SQL: In SQL, the security analyst uses Common Ta- ble Expressions (CTEs) to create a recursive query. WITH RECURSIVE defines recursive CTEs that unify all nodes and edges from different tables. Then, the security analyst uses SELECT to perform search.
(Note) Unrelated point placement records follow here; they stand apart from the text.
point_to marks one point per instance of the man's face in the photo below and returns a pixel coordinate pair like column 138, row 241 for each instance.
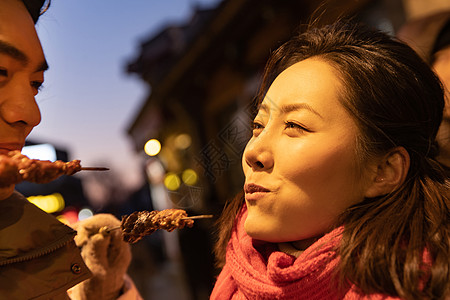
column 22, row 66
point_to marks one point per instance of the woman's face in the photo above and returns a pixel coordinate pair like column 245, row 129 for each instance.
column 300, row 166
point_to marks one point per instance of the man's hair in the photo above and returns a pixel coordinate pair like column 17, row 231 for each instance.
column 36, row 7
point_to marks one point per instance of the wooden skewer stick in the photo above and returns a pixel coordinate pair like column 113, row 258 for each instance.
column 108, row 230
column 94, row 169
column 197, row 217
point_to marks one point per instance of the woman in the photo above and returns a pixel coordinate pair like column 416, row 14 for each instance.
column 343, row 196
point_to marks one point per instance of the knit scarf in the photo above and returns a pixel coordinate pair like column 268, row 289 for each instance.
column 258, row 270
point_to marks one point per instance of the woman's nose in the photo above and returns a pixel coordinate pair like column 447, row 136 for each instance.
column 258, row 153
column 18, row 106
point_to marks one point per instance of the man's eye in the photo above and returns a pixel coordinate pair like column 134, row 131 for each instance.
column 292, row 125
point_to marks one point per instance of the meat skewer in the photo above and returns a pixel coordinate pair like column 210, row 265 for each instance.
column 16, row 167
column 141, row 223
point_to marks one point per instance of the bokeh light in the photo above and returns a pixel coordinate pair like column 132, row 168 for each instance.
column 49, row 203
column 183, row 141
column 152, row 147
column 172, row 182
column 85, row 213
column 189, row 177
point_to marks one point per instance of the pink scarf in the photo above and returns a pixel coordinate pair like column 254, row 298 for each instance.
column 258, row 270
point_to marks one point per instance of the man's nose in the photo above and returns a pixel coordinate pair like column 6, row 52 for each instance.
column 18, row 105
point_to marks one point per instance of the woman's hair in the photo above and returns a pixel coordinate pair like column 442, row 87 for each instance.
column 36, row 7
column 397, row 244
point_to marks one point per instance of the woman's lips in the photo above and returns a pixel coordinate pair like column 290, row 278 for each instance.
column 254, row 191
column 7, row 147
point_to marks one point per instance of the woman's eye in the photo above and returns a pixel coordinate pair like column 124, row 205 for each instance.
column 292, row 125
column 256, row 126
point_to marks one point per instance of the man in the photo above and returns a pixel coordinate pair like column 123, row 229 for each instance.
column 38, row 256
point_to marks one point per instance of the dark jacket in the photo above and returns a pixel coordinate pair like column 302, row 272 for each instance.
column 38, row 256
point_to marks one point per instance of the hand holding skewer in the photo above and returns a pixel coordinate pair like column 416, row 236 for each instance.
column 141, row 223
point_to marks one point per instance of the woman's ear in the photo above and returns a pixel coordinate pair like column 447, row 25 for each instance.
column 390, row 173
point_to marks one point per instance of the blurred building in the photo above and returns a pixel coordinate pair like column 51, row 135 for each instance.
column 203, row 76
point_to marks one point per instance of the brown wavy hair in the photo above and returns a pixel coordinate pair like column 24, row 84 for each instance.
column 397, row 244
column 36, row 7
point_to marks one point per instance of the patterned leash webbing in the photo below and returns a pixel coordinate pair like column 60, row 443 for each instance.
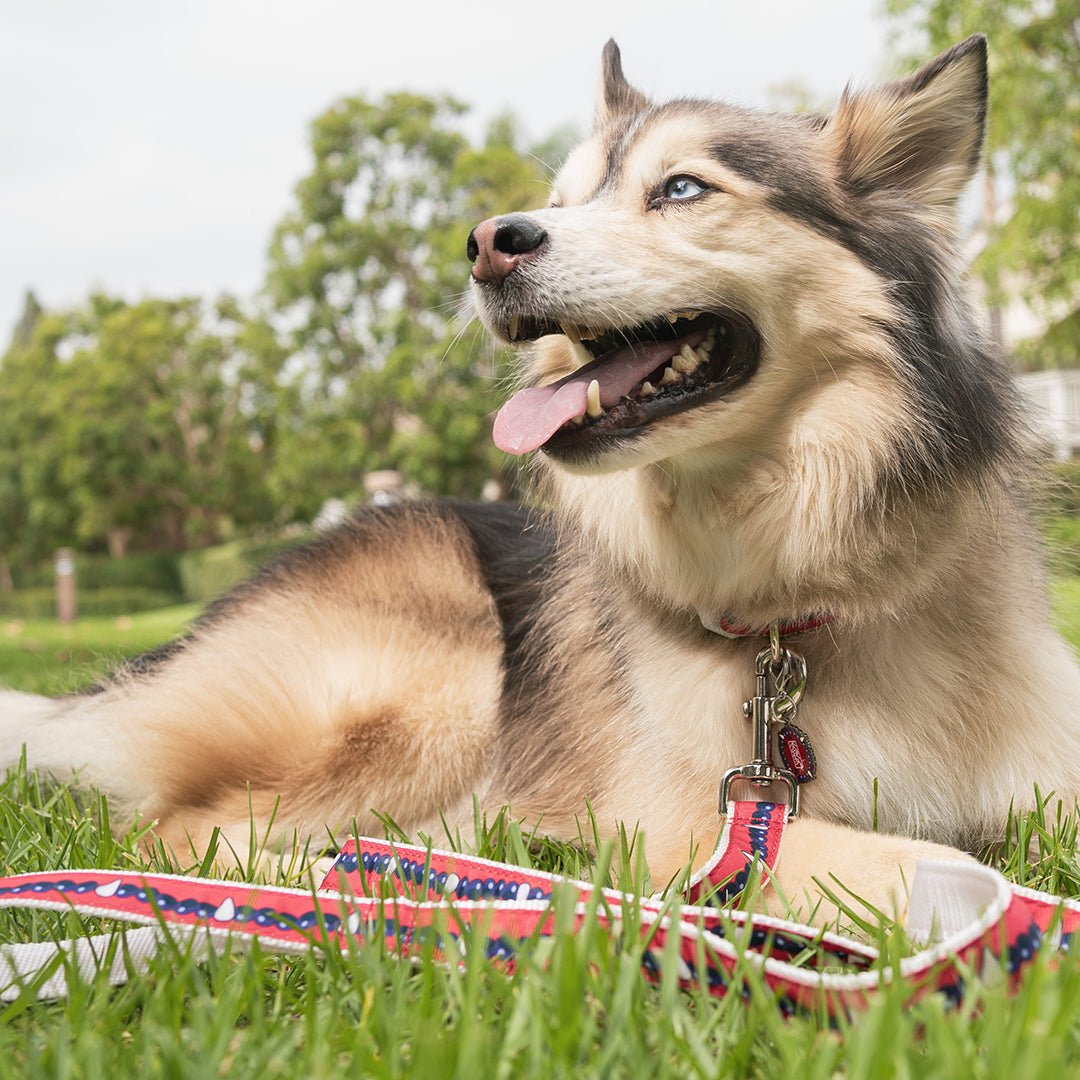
column 415, row 899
WITH RECURSIVE allnodes (type, id, name, path, dstip, dstport, srcip, srcport, pid, exename, exepath, cmdline) AS (
SELECT 'file', id, name, path, NULL::text, NULL::int, NULL::text, NULL::int, NULL::int, NULL::text, NULL::text, NULL::text FROM file UNION
SELECT 'network', id, NULL::text, NULL::text, CAST (dstip AS text), dstport, CAST (srcip AS text), srcport, NULL::int, NULL::text, NULL::text, NULL::text FROM network UNION
SELECT 'process', id, NULL::text, NULL::text, NULL::text, NULL::int, NULL::text, NULL::int, pid, exename, exepath, cmdline FROM process),
nodes AS (SELECT * FROM allnodes),
alledges AS (
SELECT id, srcid, dstid, starttime, endtime, hostname, optype, amount FROM fileevent UNION
SELECT id, srcid, dstid, starttime, endtime, hostname, optype, amount FROM networkevent UNION
SELECT id, srcid, dstid, starttime, endtime, hostname, optype, 0 AS amount FROM processevent),
edges AS (SELECT e.* FROM alledges e INNER JOIN nodes n1 ON e.srcid = n1.id
INNER JOIN nodes n2 ON e.dstid = n2.id),
graph (id, srcid, dstid, starttime, endtime, hostname, optype, amount, threshold, step) AS (
SELECT *, edges.endtime, 1 FROM edges
WHERE dstid IN (SELECT id FROM nodes WHERE (cmdline like authorized_keys) AND (type = process))
UNION SELECT edges.*, LEAST(edges.endtime, graph.threshold), graph.step
FROM edges JOIN graph ON edges.dstid = graph.srcid
WHERE edges.starttime <= graph.threshold)
SELECT DISTINCT id, srcid, dstid, starttime, endtime, hostname, optype, amount FROM graph;

Cypher: In Cypher, the security analyst first matches all the paths. Then, the security analyst writes nested loops to traverse all relationships and joins the results.

MATCH ()-[r]->(root)
WHERE (root.cmdline  =~  authorized_keys) AND (root.type = process) 
SET r.threshold = r.endtime, r.marked=true
WITH root
MATCH p = ()-[*..3]->(root)
WITH DISTINCT relationships(p) as r
FOREACH (i IN reverse(range(0, size(r)-2))
| FOREACH (n1 IN [r[i]]
| FOREACH (n2 IN [r[i+1]]
| FOREACH (edge IN
    CASE
    WHEN n1.starttime <= n2.threshold THEN [n1]
    ELSE []
    END | SET edge.marked=true
          SET n1.threshold=CASE 
            WHEN n1.endtime > n2.threshold THEN n2.threshold
            ELSE n1.endtime END))))
WITH DISTINCT r
MATCH (sn)-[rr]->(en)
WHERE (rr IN r AND rr.marked=true)
RETURN DISTINCT sn, rr, en

Query 2: Search for the Entry Nodes on the Backward Dependency Graph
In the second query, the security analyst searches for the attack entry nodes on the backward dependency graph.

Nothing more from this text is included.